How the division of responsibility works between MedStack and Your App
Note: MedStack does not provide our customers with root or sudo access to systems.
One of the most important things to understand when using MedStack is how we divide responsibility between ourselves and you.
Our overall goal is to have an appropriate and flexible division of responsibility with three tiers:
- You: your application source code, deployment, and the database internals.
- MedStack: system services, system libraries, operating systems, secure virtual networking, and hardening of these for security, privacy and compliance.
- Major public cloud infrastructure providers: underlying hypervisors, (virtual) hardware and facilities (e.g. AWS and Azure).
What you manage
You have full control over:
- application source code
- database internals
We do not generally examine your application source code or database internals, leaving these under your full control.
We provide a sandbox for your application which we call the deploy user. This is a regular Unix user with no root or sudo access. The advantage of this design is that a potential attacker who might gain control of your web app (for example using a command injection attack) would have much greater difficult attacking the rest of the system because they do not have sudo or root.
We generally provide you with the deploy user with SSH key access, and either a specific directory for your code (for PHP) a port number (for other runtimes) which we will proxy with nginx.
We generally provide you with a database administrative user and password, and we may also for convenience create a regular database user and password for your use. The structure of the database(s) and the creation of additional users is under your full control.
What we manage
- system services
- system libraries
- operating systems
- virtual networking
- hardening of these for security, privacy and compliance
System services, such as the nginx web server, the database server, cache server, backup system, and the filesystem outside of the deploy directory, are generally under our control.
Libraries that need to be installed at the system level, such as many PHP modules, are installed and managed by us.
In general we maintain a whitelist of available services and libraries, and you may request a service or package from that whitelist at any time. We also will always consider requests for services that are not currently on the whitelist.
Flow of data diagram
Data flows through a number of layers between the internet, your app, and the database.
Example 1: Simple monolith architecture
The first diagram shows what this flow looks like in a monolithic single-VM architecture. In this example:
- Data flows from the public internet into the public cloud infrastructure provider's network, where they subject it to various security measure to protect their customers.
- Next, it hits the our managed IP Tables firewall, which only permits certain traffic.
- Next it connects with our managed nginx proxy server, which handles TLS encryption.
- The proxy sends to the data to your application server, or uses PHP-FPM in the case of PHP runtimes.

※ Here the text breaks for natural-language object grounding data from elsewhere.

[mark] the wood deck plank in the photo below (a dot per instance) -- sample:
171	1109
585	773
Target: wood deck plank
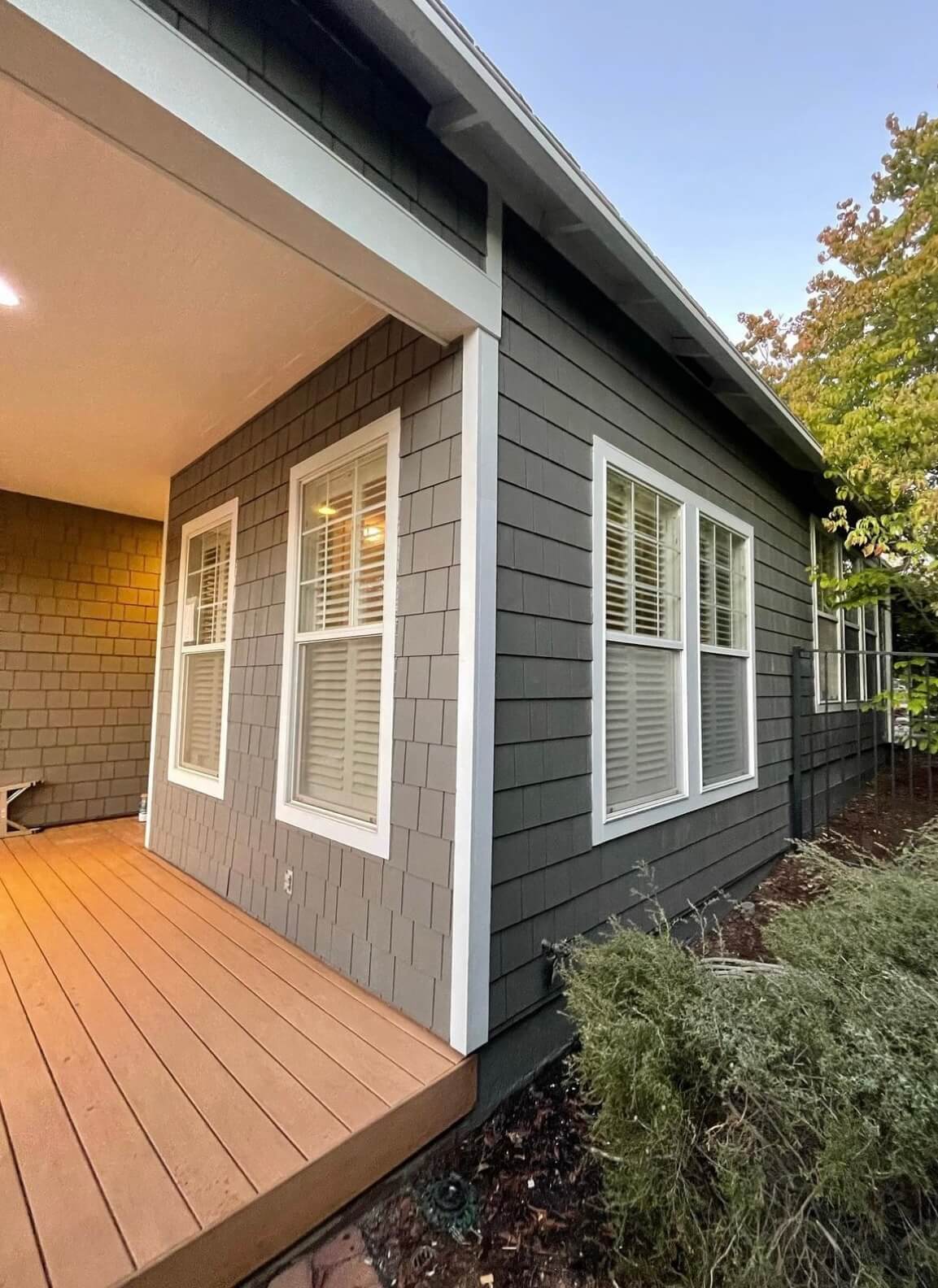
21	1261
255	1142
203	1020
150	1211
235	1023
200	1164
365	1063
59	1181
421	1060
129	833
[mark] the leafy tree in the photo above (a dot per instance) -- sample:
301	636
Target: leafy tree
860	366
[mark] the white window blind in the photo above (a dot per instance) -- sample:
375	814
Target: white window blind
203	644
673	652
339	637
724	597
642	644
848	668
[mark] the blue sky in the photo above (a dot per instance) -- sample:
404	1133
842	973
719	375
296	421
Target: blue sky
726	132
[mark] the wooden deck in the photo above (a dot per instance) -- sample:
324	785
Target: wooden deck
183	1094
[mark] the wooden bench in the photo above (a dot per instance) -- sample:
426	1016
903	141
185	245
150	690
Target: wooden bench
8	794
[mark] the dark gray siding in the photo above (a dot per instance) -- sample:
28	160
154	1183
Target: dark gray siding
384	924
572	368
338	88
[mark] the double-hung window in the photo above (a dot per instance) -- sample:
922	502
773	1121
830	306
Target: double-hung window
203	651
673	724
334	765
848	664
724	659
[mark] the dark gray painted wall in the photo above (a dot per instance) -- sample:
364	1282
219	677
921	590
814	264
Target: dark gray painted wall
383	924
571	366
338	88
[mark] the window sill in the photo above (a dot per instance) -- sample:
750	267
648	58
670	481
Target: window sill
346	831
194	782
650	816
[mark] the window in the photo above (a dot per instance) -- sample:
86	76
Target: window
724	652
203	648
334	768
847	641
673	653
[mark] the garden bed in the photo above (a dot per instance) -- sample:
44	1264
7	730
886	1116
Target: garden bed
517	1203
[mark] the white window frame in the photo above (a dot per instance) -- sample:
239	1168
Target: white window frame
212	785
842	703
368	838
693	795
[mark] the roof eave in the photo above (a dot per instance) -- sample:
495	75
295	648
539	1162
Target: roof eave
468	92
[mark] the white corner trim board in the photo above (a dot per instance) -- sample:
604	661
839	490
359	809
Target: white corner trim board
158	656
472	848
128	74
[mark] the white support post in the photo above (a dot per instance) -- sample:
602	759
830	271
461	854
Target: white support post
472	851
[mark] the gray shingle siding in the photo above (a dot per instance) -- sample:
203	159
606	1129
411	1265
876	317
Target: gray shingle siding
572	368
383	924
340	90
77	633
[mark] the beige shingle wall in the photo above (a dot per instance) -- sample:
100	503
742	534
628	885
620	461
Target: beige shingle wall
77	628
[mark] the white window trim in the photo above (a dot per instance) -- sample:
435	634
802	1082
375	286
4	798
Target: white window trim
842	703
693	794
210	785
370	838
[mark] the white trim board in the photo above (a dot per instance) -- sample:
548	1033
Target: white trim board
210	785
337	827
472	846
129	75
693	795
158	652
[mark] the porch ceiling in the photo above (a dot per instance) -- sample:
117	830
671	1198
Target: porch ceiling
152	321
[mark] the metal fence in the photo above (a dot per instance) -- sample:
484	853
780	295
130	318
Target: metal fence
860	718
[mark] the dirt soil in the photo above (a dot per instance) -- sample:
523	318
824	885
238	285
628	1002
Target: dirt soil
517	1203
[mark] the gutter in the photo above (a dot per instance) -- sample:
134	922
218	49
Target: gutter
430	44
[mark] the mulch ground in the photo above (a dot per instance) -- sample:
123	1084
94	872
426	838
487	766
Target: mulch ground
517	1203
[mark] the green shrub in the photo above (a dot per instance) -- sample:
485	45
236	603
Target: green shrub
774	1129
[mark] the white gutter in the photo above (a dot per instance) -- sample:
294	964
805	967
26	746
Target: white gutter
434	33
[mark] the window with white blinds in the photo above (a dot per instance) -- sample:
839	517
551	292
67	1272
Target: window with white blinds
335	719
723	562
203	643
848	666
642	644
673	653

- Your app connects through the database engine, which we manage, to the database tables, which you have full control over.
Example 2: complex multi-factor architecture
The second diagram shows what this flow may look like in a multi-factored architecture. This example builds on the first, and adds the following additional elements:
- A network-based Load Balancer directs traffic to one of three Virtual Machine application servers.
- Within the application server, the App Server connects to port 3306 on localhost in order to connect to the database.
- The database is actually managed by MedStack on a separate system.
- MedStack manages a secure encrypted Stunnel between the application server and the database server.
- You have full control over the database tables as in the simple example, and the tunnel is transparent to your use (making the database connections as though they were on the same system).